De fato, os solos, em geral, não são capazes de sustentar as forças de tração. É por isso que a gravidade é capaz de causar erosão, especificamente quando os solos sofrem de erosão interna devido ao escoamento da água dentro de seus vazios. Assim, como sabemos o comportamento dos solos nos taludes e utilizando GPS para monitorar os movimentos do solo, podemos prever o rompimento do talude.
No caso do talude que está na mina da vale, o tamanho é de 10 milhões de metros cúbicos de toneladas e o peso de 20 milhões de toneladas. É um tamanho normal, grande ou pequeno para o tipo de estrutura?

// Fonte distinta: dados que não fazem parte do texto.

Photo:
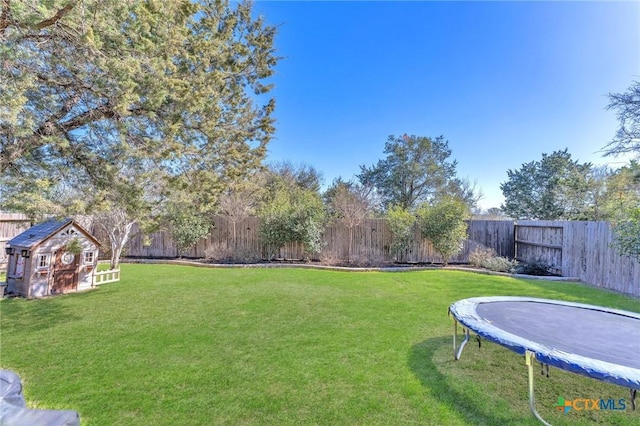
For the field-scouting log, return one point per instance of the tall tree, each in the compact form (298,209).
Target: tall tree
(546,189)
(178,84)
(415,170)
(98,95)
(627,107)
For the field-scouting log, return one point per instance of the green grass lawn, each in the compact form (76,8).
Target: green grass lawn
(171,345)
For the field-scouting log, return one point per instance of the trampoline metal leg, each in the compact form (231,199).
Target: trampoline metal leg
(530,359)
(457,352)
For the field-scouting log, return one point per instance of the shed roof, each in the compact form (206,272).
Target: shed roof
(42,231)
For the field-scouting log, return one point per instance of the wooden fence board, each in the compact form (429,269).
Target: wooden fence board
(578,249)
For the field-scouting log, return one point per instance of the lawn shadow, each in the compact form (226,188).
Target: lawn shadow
(475,410)
(22,315)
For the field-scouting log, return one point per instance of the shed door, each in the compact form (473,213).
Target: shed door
(65,272)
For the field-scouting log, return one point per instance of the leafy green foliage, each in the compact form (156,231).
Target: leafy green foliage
(443,224)
(401,223)
(550,189)
(486,258)
(416,169)
(534,267)
(96,93)
(187,227)
(290,212)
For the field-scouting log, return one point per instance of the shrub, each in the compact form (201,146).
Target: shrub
(486,258)
(401,224)
(443,224)
(535,267)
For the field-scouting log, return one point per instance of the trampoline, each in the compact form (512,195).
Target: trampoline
(594,341)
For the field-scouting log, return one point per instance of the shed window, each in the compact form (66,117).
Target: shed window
(43,260)
(88,257)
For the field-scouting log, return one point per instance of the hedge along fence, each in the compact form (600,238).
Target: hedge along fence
(575,249)
(370,243)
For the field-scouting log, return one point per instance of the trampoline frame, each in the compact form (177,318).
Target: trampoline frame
(464,312)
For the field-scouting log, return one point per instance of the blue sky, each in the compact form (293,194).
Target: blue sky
(502,81)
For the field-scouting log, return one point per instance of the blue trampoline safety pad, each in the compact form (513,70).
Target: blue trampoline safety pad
(594,341)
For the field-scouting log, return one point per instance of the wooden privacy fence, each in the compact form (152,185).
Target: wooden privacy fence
(578,249)
(574,249)
(11,224)
(368,243)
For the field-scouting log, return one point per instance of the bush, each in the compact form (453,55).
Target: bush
(401,224)
(486,258)
(443,224)
(535,267)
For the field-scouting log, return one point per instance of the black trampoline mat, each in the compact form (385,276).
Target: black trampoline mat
(591,333)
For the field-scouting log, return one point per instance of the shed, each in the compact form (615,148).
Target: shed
(51,258)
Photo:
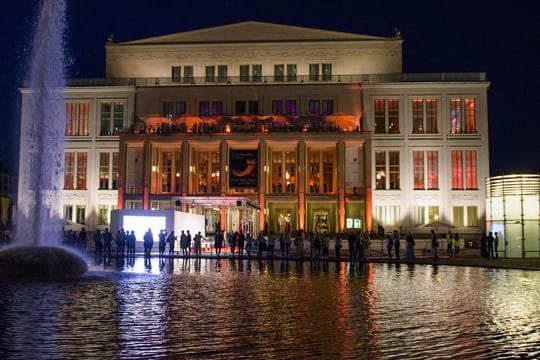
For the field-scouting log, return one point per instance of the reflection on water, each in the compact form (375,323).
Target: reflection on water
(241,309)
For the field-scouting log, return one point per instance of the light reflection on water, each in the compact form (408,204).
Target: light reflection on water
(225,309)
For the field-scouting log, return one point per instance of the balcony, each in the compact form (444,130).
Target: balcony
(275,80)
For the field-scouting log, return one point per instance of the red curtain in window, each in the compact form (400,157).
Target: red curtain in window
(418,160)
(457,170)
(69,167)
(470,169)
(433,170)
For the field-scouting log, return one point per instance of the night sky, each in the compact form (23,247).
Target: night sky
(500,39)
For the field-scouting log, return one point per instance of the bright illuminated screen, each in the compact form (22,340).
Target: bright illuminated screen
(140,225)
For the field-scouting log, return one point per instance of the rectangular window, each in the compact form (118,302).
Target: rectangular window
(244,72)
(277,106)
(290,107)
(327,72)
(256,72)
(418,164)
(112,118)
(174,108)
(458,216)
(104,169)
(470,170)
(222,73)
(472,216)
(433,170)
(424,114)
(210,73)
(80,212)
(240,107)
(314,72)
(279,72)
(291,72)
(327,107)
(188,74)
(204,108)
(77,115)
(464,171)
(462,116)
(253,107)
(68,212)
(314,107)
(176,73)
(380,170)
(457,170)
(75,170)
(394,169)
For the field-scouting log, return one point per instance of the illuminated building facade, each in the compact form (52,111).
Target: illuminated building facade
(265,126)
(513,211)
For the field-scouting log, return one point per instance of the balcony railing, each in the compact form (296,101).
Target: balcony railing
(284,80)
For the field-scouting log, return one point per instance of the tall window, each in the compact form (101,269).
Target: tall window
(246,107)
(77,114)
(75,169)
(462,116)
(112,117)
(386,116)
(283,171)
(279,72)
(166,170)
(387,171)
(423,168)
(208,108)
(424,112)
(464,170)
(321,170)
(108,170)
(174,108)
(205,174)
(291,72)
(321,107)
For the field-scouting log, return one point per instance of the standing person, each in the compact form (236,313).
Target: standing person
(389,244)
(162,242)
(83,238)
(337,246)
(98,244)
(148,244)
(410,248)
(249,244)
(218,242)
(325,245)
(107,243)
(232,242)
(496,245)
(171,239)
(183,243)
(241,241)
(197,242)
(449,245)
(397,243)
(271,245)
(491,246)
(434,245)
(456,243)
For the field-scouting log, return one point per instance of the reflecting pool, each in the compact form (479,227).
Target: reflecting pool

Geralmente é um tamanho normal.
Já existe um estudo de casos para lidar com essa situação?
Geralmente, é muito difícil lidar com deslizamentos de terra nas minas a céu aberto porque, dependendo do tamanho e da velocidade, não haverá muito tempo para fazer alguma estrutura de contenção para reduzir seu impacto nas estruturas vulneráveis próximas, como barragens de terra. Os deslizamentos de terra pioram com o seu acesso à água porque a água faz com que as partículas sólidas mudem seu estado de sólido para líquido e se movam como um fluido viscoso e devastem qualquer estrutura e vida em seu caminho. A única opção que poderia ajudar nesses casos é limitar o impacto e o acesso do deslizamento a qualquer fonte de água nas proximidades. Existem vários estudos de caso considerando o deslizamento de terra e seus efeitos, mas cada caso tem sua própria natureza e circunstâncias para lidar. Ao longo das últimas décadas tem havido vários estudos e simulações que contribuíram muito para o nosso conhecimento na compreensão da estabilidade de taludes.
Esse tipo de rompimento já aconteceu antes? É algo comum?
Em 10 de abril de 2013, um deslizamento ocorreu na Mina de Bingham Canyon, no estado de Utah, Estados Unidos. Cerca de 65 × 106 m3 de terra e rochas deslizaram pela lateral da cava. Neste rompimento não havia nenhuma fonte de água ou barragem de terra para escalar o seu poder devastador. Não é comum que ocorram tais rompimentos, mas ainda em regiões que estão sob efeitos de fortes chuvas, pode ocorrer o acúmulo de água nas camadas do solo no topo da cava. Essa água acumulada iria infiltrar-se nos vazios do solo e causar erosão interna e, consequentemente, o rompimento de talude.